Today’s readings reference the sometimes-forgotten member of the Holy Trinity—the Holy Spirit.  In the first reading, Isaiah predicts the coming of the Messiah and mentions that the Spirit of the Lord will be with him.  The gospel writer says that Jesus rejoiced in the spirit.  While the Spirit is mentioned in the Creed and many other prayers in the Catholic Church, I hear few homilies referencing the Spirit and generally little discussion of the role of the Spirit in our daily lives.  When people speak of their faith, they often discuss God or invoke the name of Jesus, but the Holy Spirit is the unsung hero of Christianity and is key to our faith. 
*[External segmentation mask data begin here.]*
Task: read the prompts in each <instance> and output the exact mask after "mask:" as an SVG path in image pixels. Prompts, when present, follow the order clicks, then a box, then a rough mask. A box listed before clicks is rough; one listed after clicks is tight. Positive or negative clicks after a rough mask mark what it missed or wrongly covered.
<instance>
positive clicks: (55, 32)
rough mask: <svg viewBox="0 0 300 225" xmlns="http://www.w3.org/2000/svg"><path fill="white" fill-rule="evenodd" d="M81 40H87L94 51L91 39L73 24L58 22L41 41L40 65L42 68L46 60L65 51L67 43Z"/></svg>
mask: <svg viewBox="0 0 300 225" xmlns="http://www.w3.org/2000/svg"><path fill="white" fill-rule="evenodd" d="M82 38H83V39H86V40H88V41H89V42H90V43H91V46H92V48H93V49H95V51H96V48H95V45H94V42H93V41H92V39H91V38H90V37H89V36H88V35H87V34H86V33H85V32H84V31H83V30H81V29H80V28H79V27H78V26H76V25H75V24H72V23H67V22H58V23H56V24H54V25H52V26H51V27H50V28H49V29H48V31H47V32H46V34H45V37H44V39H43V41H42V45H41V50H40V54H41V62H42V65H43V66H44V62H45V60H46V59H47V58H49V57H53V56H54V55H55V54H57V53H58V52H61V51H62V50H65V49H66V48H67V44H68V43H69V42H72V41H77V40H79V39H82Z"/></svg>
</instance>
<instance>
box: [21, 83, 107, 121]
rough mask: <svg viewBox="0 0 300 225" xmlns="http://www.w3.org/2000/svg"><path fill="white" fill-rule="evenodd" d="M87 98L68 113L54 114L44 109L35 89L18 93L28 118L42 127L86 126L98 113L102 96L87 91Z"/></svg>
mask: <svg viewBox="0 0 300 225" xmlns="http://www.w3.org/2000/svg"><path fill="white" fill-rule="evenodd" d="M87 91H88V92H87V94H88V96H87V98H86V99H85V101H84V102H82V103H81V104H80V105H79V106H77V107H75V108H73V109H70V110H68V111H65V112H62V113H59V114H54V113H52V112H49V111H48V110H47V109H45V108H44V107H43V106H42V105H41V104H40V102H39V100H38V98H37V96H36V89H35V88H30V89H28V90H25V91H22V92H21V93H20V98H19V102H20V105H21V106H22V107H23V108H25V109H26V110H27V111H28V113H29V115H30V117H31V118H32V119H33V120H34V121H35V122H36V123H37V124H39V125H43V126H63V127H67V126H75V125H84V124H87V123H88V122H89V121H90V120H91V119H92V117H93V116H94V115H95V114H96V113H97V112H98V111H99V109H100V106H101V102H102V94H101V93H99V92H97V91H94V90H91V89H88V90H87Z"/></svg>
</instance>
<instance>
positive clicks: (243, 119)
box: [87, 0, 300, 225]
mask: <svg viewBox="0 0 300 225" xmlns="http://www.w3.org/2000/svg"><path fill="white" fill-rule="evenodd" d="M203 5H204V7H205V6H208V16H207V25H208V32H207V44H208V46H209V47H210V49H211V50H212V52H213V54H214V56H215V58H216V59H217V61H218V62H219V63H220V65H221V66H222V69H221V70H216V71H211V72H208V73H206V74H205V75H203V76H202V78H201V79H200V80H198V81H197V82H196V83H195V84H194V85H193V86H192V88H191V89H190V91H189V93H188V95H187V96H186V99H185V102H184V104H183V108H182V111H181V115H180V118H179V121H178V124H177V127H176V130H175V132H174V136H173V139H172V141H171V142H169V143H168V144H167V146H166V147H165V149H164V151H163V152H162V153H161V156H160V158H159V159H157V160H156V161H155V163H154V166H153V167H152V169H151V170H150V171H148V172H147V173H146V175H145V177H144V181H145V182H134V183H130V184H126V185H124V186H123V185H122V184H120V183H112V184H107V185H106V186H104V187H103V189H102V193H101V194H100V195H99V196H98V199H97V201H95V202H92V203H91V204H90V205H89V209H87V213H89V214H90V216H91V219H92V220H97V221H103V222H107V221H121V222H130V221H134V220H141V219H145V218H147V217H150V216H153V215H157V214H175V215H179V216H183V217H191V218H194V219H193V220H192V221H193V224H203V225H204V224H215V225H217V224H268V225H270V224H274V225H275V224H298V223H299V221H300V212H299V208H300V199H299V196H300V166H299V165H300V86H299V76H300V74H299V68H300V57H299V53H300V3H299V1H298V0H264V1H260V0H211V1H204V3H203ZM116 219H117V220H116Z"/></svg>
God is the Father.  Jesus is the Son who walked among us.  Then there’s the Spirit.  Jesus was conceived by the Spirit.  The Spirit descended upon Jesus when he was baptized in the Jordan River and later upon the Apostles at Pentecost.  In the scriptures, the Spirit is depicted as a dove, a wind, a cloud, fire, a breath or even as love itself. In Romans, Saint Paul talks about the Spirit interceding for us in heaven and giving us life.  Isaiah says that the Spirit gives wisdom and understanding.  In John, Jesus breathes on the disciples and tells them to receive the Holy Spirit.

Thomas Merton, the monk turned theologian, echoes this when he talks about finding the spirit in his breath.  Maybe he came to this conclusion because the Hebrew word for spirit is the same word as breath.  The number of metaphors required to try to describe the Spirit shows that it has always been hard to explain, even for the prophets and theologians.  The Spirit gives us life, intercedes for us in heaven, gives us wisdom and understanding, wipes away our sins during baptism and yet still is often overlooked.

Personally I find Merton’s comparison the most intriguing.  Breathing, like the Spirit, is something so simple and unconscious, but necessary for life.  But Merton is not just using this as a metaphor to understand the Spirit, but as a way to be in the Spirit and have it within us. 

Today, as you journey into Advent, take a moment to breathe in the Holy Spirit.  Know that the Spirit of God is in you and gives you life.